Senate Majority Leader Harry Reid (D-Nev.) on Feb.11 proposed
a slimmed-down jobs bill that includes two infrastructure provisions, but is much less generous to public works than the $154-billion version that the House approved in December.

Reid said the measure, which he offered on the floor as an amendment, would be limited to four major elements of a much larger, $90-billion jobs measure that Finance Committee leaders had unveiled earlier on Feb. 11.

A procedural vote on Reid's amendment was scheduled for Feb. 22, when lawmakers return after a week-long recess.

In a provision of direct interest to construction, Reid's initial Senate bill would extend the Highway Trust Fund through December 2010. It also would plug the fund's recurring financial hole by transferring $19.5 billion to the trust fund from the government's general fund.  The House version, the Jobs for Main Street bill, has a similar provision.
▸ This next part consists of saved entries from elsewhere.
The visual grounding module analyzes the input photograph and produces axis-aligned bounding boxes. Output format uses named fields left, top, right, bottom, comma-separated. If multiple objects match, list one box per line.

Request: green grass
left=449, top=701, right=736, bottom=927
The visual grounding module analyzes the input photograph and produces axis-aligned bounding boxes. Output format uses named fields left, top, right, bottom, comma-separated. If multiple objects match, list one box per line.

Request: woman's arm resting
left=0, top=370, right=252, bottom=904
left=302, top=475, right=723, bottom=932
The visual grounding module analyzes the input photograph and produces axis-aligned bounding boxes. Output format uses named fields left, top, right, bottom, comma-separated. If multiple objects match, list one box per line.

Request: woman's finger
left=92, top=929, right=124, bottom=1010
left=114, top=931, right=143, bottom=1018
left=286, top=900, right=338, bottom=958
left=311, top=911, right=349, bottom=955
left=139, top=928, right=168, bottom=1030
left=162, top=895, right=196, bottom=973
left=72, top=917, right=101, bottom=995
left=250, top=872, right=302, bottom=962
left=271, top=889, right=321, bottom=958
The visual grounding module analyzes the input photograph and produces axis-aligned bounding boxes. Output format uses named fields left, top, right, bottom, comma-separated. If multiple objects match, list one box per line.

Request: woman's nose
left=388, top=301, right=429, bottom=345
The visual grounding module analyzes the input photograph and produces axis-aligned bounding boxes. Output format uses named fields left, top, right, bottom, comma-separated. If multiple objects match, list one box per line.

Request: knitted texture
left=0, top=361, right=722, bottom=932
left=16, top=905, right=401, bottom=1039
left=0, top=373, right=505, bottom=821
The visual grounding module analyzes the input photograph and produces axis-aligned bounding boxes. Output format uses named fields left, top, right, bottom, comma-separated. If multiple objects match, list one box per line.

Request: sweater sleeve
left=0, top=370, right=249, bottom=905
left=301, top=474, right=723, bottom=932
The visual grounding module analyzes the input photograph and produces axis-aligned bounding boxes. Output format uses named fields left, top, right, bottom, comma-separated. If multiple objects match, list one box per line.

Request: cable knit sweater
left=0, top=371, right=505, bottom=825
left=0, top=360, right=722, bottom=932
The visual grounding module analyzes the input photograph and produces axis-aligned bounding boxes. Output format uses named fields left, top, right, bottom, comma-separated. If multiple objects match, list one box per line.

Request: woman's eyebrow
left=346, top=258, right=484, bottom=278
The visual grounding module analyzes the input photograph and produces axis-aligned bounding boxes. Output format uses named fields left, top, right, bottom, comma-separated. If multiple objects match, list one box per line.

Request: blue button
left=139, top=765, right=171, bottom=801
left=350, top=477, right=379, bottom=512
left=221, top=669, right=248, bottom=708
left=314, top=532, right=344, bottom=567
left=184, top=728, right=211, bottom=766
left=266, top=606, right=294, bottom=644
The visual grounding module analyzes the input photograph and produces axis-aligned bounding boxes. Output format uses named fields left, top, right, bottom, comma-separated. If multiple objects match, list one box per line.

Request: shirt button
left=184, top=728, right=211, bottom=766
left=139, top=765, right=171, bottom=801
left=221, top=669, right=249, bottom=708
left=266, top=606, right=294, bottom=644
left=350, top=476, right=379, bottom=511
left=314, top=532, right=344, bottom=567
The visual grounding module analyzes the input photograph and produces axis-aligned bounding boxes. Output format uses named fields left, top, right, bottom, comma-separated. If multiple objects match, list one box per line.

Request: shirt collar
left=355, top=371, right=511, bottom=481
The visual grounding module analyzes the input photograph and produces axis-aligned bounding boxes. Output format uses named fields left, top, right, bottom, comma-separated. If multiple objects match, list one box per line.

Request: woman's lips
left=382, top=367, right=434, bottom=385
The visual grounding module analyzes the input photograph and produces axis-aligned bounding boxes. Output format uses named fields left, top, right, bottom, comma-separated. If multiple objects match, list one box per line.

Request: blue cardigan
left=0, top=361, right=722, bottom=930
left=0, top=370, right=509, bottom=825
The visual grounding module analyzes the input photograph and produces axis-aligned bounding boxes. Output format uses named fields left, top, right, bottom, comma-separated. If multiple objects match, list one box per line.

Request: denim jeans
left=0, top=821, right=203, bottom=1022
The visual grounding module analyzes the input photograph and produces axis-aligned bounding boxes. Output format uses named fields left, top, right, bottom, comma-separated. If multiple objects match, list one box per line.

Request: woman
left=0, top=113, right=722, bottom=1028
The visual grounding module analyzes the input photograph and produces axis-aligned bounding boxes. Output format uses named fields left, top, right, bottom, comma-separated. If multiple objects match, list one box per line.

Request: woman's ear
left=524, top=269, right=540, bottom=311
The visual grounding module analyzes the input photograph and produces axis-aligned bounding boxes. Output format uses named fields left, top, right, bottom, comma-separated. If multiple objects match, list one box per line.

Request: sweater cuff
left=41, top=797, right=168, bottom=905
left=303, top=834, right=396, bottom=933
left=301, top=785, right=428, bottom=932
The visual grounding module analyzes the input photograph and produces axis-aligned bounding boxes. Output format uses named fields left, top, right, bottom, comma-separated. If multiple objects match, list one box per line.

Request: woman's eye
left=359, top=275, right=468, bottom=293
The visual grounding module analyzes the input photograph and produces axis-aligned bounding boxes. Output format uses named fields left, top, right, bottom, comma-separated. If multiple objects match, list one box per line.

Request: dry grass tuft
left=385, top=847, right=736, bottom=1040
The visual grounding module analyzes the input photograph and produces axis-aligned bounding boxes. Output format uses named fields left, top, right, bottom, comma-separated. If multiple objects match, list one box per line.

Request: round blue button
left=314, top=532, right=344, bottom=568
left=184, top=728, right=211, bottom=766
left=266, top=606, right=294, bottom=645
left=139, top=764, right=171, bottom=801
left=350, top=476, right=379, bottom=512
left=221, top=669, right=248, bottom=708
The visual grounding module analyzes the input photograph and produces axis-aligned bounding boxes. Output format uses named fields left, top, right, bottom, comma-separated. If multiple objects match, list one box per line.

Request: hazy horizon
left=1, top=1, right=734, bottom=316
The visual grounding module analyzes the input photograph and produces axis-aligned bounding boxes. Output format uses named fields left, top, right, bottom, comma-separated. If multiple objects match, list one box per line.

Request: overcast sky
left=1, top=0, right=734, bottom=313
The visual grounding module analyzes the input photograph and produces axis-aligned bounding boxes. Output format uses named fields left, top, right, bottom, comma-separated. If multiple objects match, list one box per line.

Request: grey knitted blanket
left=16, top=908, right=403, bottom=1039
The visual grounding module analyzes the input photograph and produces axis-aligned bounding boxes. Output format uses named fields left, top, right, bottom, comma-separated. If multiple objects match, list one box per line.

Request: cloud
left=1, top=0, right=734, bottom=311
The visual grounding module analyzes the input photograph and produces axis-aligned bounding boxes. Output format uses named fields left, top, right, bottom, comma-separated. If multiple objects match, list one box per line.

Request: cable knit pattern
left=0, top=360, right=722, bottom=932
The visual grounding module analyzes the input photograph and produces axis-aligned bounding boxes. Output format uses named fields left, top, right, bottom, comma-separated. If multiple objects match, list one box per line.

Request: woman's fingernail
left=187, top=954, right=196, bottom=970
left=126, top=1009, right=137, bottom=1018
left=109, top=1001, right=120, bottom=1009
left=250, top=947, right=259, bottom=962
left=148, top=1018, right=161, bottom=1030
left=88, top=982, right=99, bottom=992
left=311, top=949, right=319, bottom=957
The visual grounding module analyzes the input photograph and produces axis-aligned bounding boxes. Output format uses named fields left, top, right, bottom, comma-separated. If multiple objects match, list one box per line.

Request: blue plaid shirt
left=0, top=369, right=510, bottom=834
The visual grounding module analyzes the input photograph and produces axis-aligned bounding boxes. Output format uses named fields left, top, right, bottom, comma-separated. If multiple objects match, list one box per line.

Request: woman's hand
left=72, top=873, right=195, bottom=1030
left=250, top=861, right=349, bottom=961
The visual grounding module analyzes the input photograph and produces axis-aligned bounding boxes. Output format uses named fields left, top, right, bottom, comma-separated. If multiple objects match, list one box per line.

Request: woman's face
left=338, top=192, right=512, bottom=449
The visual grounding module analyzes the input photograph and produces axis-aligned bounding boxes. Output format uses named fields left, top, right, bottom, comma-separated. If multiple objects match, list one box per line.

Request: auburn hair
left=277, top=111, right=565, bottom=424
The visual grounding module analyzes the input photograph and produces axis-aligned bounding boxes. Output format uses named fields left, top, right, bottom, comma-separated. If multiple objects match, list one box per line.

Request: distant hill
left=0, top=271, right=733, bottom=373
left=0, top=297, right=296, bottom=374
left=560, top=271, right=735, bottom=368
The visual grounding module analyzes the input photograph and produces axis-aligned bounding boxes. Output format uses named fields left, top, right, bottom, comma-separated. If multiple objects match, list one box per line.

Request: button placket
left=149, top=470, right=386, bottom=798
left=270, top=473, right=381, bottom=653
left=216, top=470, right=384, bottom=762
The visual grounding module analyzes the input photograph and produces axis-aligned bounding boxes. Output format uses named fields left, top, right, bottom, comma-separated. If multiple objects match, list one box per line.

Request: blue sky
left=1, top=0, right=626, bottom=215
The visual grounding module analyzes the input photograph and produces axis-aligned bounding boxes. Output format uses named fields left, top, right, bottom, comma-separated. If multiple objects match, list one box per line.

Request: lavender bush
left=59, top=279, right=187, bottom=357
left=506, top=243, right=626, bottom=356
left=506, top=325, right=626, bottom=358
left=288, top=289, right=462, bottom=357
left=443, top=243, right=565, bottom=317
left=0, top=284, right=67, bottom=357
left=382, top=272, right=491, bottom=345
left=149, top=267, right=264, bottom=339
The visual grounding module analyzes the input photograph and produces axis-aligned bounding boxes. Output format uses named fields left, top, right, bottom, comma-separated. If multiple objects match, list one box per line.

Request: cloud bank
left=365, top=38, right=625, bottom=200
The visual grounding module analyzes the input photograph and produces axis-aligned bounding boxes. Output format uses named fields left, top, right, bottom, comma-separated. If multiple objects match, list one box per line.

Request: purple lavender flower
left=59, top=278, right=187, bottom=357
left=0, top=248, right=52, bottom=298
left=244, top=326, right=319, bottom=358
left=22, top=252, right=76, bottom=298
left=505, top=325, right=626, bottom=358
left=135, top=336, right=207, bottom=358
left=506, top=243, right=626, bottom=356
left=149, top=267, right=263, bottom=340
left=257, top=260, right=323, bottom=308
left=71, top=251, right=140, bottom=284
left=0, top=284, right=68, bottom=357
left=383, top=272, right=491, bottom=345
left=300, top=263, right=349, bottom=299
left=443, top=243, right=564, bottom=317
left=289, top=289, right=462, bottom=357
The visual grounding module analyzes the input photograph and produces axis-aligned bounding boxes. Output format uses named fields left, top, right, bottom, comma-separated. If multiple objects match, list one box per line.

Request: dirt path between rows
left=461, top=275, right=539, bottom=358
If the highway program authorization is not extended, it will lapse on Feb. 28.


Reid's bill also would reverse an $8.7-billion rescission of unobligated highway contract authority that was rescinded when SAFETEA-LU expired Sept. 30.

The House-passed bill includes $47 billion in additional spending on highways and other infrastructure programs but the new Senate bill includes no new public-works appropriations.

Another construction-specific provision in Reid's Senate proposal would allow states and localities to finance school and energy projects by issuing Build America Bonds--a financial instrument established by the American Recovery and Reinvestment Act--instead of tax-credit bonds.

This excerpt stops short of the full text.